Mas o que podemos admirar, hoje, daquelas três salas que serviram a Inácio como
habitação até à sua morte? Ficaram famosas como “os aposentos de Santo
Inácio". Entremos, agora, nesses aposentos e procuremos descobrir os
tesouros escondidos. Representam deveras uma ocasião para compreender
plenamente a espiritualidade do santo fundador.
Comecemos esta visita imaginária pela sala privada de Inácio. Há uma janela
aberta para o terraço. Um terraço que servia ao santo espanhol para contemplar
o Céu, meditando sobre a Escritura, reflectindo sobre Deus, procurando o valor
mais profundo do homem. Imaginamo-lo, assim, na mais profunda meditação, no seu
diálogo ininterrupto com Deus. Nesta pequena sala, durante muito tempo, conservou-se
pendurada na parede uma frase – atribuída ao santo pelo seu biógrafo, P. Pedro
de Ribadeneyra (1527-1611) – que tinha estas palavras: “Heu, heu, quam sordet
mihi terra, quando aspicio cælum!”. Esta é a tradução: “Ai, como a
terra me parece mesquinha quando olho para o Céu!”. Neste quarto, o santo
dormia, tinha o seu escritório e redigiu boa parte das Constituições da Ordem,
assim como muitíssimas cartas para comunicar ordens e orientações para toda a
Companhia. Aqui encontram-se um quadro de Nossa Senhora, a escrivaninha e os
armários que, provavelmente, serviam como arquivo de documentos para o seu
secretário, Juan Alfonso de Polanco.
Uma outra sala, menor que a anterior, servia de antecâmara. Era nesta sala que
o general Inácio se detinha para conversar com os missionários jesuítas, antes da
sua partida e no seu regresso. Nessas paredes ainda ecoam as palavras de São
Francisco de Borja, que chegou em Outubro de 1550 com a sua comitiva. Ou de São
Pedro Fabro – a sua chegada remonta a 17 de Julho de 1546 –, após uma longa
ausência, enviado às missões pontifícias depois da deliberação de 1539.
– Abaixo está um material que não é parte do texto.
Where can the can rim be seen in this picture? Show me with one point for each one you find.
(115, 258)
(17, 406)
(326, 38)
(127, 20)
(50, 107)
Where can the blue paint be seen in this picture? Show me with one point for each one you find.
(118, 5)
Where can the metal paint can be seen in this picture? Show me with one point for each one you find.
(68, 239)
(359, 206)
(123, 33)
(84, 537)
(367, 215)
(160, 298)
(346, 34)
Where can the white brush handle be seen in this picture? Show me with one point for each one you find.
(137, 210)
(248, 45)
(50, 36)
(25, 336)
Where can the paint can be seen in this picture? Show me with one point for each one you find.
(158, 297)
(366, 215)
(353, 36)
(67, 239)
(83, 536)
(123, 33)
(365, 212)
O terceiro quarto era o fulcro da vida espiritual do santo espanhol. Aqui
estava a sua capela pessoal. A Eucaristia esteve sempre no centro da sua vida.
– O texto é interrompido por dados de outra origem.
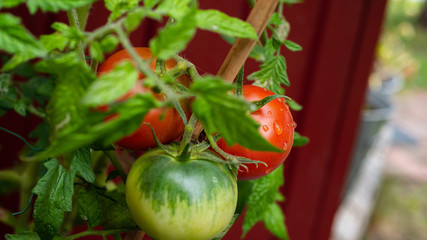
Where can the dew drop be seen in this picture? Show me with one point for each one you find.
(277, 128)
(265, 128)
(294, 124)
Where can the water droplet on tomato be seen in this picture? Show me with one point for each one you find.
(265, 128)
(294, 124)
(277, 128)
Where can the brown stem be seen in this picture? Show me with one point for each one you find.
(242, 47)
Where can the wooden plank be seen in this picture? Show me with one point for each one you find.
(372, 17)
(324, 93)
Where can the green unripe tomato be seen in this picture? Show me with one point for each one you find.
(171, 199)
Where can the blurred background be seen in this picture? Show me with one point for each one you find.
(362, 79)
(386, 191)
Inácio celebrava a Santa Missa entre essas quatro paredes, tendo na frente uma
imagem da Sagrada Família, que ainda hoje é possível admirar. Muitas são as
memórias que nos chegaram a respeito da celebração da Santa Missa. Entre estas,
é necessário recordar o que escreveu o P. Luís Gonçalves da Câmara: «Depois
da Missa, ficava duas horas em oração e, para que não o incomodassem, ordenou
que todas as mensagens que chegassem à portaria para ele me fossem entregues,
que era padre Ministro, e não a ele. Algumas dessas mensagens, pela sua
importância ou por serem provenientes de pessoas que mereciam uma resposta
imediata, eu mesmo as levava à capela. Recordo que, todas as vezes que entrei
por esse motivo, e foram muitas, o encontrei com o rosto tão luminoso que, não
conseguindo prender a atenção e a imaginação à mensagem que levava, ficava espantado
e como que fora de mim. Porque não era um rosto como aquele que tantas vezes
tinha visto em pessoas devotas enquanto rezavam, mas, antes, parecia-me
claramente algo celeste e verdadeiramente extraordinário».